A long batten is much better than a short batten. Something like ⅜" thick x 1" wide should be about right. Tack it gently to the moulds and then you can eye along it.

I well remember the first cold moulded boat we built (strip planks + diagonal veneers). Because the strip planks followed a line we weren't used to seeing it looked like the boat was unfair. As the surface filled in of course it became fair as a 3-d shape. But the lines followed by individual strips were not "fair" in the usual sense that we were used to.

The final run on to the stem is the most likely place to be unfair – even making the apron marginally too wide can produce unfairness here because the angles are getting quite sharp and the hull lines straight, or possibly hollow.

Finally don't change anything unless you are absolutely certain that something is wrong and absolutely don't change more than one thing at a time – that just leads to confusion!! I know – I've been there!

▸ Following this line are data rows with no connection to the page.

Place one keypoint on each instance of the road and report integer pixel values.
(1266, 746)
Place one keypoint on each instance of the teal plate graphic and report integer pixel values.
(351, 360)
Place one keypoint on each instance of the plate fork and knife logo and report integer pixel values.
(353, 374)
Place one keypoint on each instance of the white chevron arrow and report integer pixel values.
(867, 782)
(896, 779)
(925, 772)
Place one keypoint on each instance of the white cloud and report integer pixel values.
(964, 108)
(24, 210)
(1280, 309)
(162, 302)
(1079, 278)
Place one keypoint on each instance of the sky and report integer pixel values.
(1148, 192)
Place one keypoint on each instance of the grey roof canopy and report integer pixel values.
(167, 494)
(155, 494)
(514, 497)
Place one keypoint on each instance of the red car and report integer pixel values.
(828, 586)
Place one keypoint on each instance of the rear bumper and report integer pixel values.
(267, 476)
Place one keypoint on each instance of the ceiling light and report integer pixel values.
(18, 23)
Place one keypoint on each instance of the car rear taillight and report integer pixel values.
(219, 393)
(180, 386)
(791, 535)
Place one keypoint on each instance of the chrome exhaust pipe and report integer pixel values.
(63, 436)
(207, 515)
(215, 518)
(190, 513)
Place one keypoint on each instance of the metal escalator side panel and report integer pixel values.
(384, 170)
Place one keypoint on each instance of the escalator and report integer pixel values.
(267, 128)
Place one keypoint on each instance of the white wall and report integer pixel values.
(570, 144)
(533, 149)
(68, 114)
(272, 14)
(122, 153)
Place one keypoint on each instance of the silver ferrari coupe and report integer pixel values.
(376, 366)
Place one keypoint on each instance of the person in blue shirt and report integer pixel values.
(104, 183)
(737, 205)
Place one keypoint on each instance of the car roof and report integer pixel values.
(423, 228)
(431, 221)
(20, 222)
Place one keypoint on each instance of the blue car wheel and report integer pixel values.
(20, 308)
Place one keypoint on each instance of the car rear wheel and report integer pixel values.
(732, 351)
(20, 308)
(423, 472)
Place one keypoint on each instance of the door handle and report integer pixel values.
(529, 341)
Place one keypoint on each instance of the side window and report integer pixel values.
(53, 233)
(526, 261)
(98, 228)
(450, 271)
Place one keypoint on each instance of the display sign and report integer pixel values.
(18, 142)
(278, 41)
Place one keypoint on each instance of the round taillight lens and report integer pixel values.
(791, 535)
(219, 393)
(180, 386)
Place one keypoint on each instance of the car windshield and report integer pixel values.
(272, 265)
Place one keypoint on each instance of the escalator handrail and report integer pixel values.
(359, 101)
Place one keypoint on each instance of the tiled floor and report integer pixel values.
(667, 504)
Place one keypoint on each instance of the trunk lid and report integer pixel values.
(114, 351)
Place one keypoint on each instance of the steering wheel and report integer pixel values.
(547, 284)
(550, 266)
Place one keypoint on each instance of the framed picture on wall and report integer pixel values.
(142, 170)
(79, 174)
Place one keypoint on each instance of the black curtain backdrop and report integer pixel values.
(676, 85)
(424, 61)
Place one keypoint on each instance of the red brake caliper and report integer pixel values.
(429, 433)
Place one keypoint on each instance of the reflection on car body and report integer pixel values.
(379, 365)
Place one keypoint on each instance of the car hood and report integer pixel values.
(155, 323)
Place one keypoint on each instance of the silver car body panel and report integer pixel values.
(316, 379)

The strong probability is that everything is OK and correct.


06-06-2014, 07:43 PM
@Gb Etheridge (http://forum.woodenboat.com/member.php?36292-Gib-Etheridge)

I would absolutely do what you suggest if I was clinking or carvelling the hull, however it's a cedar strip hull (see response below) and does not receive a "lining off" in the traditional sense before planking begins. It probably isn't a terrible idea to add a few clamping blocks so that I can spring a full length batten around the molds and sight the entire curve anyway.

@skaraborgcraft (http://forum.woodenboat.com/member.php?26620-skaraborgcraft)

It is a stripper (link to my blog in the OP below my name if you're interested). 1/4" thick strips, glassed inside and out. Note, the plans were purchased (bear mountain) and intended for strip planking of this type. I will definitely glue a shim to the "bad" station as you suggest. Worst case I can just sand or plane it off to recover the status quo.

@andrewpatrol (http://forum.woodenboat.com/member.php?29797-andrewpatrol)

I wish I'd done that while setting up....even if I'd taken the router with a straight bit and put a groove for clamping. It's too much extra work to disassemble now, but I will be definitely following your suggestion for my next build.

@debenriver (http://forum.woodenboat.com/member.php?29372-debenriver)

Your words are encouraging...I did take my time setting up, tracing and sawing, then sanded with my disc sander & with a block by hand to make sure I was sitting right on my traced lines to the greatest extent possible.

WLs were not noted on the full-scale plans, but it would be easy enough to add this to every 3rd station for reference when lining up my batten. Thinking back, I suspect I was measuring a version of the diagonals, but not in any repeatable way. If I mark the WLs, at least I can go back to the exact same spot and get a bit more systematic with my adjustments (should I deem them necessary)

Good advice on the apron too. I'll pay close attention that my bevels are true in that area.


Thanks for the suggestions. Keep them coming too by the way!